Supreme Court strikes down part of campaign finance law

WASHINGTON (Reuters) - The Supreme Court struck down on Thursday part of a U.S. campaign finance law that relaxes contribution limits for candidates facing wealthy, self-funded opponents, a ruling that could affect congressional elections in November.

By a 5-4 vote, the high court declared unconstitutional the provision known as the “millionaire’s amendment” that Congress adopted out of concern that rich, self-financing candidates would have a competitive advantage.

It allows congressional candidates to accept higher contributions when they face opponents who spend large amounts of their own money.

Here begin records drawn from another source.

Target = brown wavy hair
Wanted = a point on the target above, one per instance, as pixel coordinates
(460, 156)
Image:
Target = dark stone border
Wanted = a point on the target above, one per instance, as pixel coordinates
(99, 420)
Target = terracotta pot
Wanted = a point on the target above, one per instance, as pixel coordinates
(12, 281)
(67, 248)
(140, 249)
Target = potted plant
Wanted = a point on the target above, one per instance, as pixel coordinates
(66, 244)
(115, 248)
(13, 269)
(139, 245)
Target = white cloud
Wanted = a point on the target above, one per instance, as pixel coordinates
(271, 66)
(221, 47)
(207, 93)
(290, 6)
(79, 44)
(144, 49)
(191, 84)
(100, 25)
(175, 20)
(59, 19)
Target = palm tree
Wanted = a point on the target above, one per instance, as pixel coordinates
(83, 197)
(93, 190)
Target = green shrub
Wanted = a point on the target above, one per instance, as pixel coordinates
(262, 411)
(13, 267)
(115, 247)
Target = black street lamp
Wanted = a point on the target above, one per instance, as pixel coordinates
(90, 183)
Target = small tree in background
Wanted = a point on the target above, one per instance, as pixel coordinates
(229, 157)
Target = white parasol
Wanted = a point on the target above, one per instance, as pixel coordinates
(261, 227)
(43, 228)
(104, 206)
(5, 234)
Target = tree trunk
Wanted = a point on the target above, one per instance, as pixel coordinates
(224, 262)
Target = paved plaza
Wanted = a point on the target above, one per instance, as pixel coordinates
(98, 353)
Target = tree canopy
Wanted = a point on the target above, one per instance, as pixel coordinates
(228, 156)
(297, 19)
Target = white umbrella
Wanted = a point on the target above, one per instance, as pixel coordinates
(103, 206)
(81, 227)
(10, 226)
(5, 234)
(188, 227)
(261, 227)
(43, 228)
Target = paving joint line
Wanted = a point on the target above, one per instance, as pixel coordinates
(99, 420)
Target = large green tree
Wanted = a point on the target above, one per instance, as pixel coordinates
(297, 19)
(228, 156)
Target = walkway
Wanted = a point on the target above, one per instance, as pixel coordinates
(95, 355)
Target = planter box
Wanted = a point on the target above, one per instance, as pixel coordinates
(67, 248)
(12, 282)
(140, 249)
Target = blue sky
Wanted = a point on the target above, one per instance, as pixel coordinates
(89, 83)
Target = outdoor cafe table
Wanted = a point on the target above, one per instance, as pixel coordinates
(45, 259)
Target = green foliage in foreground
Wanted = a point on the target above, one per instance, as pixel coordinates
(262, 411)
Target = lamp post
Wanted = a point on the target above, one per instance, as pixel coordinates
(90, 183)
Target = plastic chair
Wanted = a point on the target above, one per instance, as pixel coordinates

It is part of the 2002 campaign finance law named after its Senate sponsors, Democrat Russell Feingold and John McCain, the Republican presidential candidate.

Election law experts have said the ruling could affect a handful of congressional races in November, especially those in which Republicans are counting on millionaire candidates to counter the recent fund-raising success by Democrats.

The law is triggered when a candidate for the House of Representatives spends more than $350,000 in personal funds. The opponent then can gather contributions three times the normal limit from individuals and may coordinate with their political party for additional contributions.

The law also imposes extensive reporting requirements on the self-financing candidate. Similar provisions apply to Senate races.

The court’s majority opinion, written by Justice Samuel Alito, struck down the campaign contribution limits on candidates competing for the same congressional seat and the disclosure requirements under the provision at issue.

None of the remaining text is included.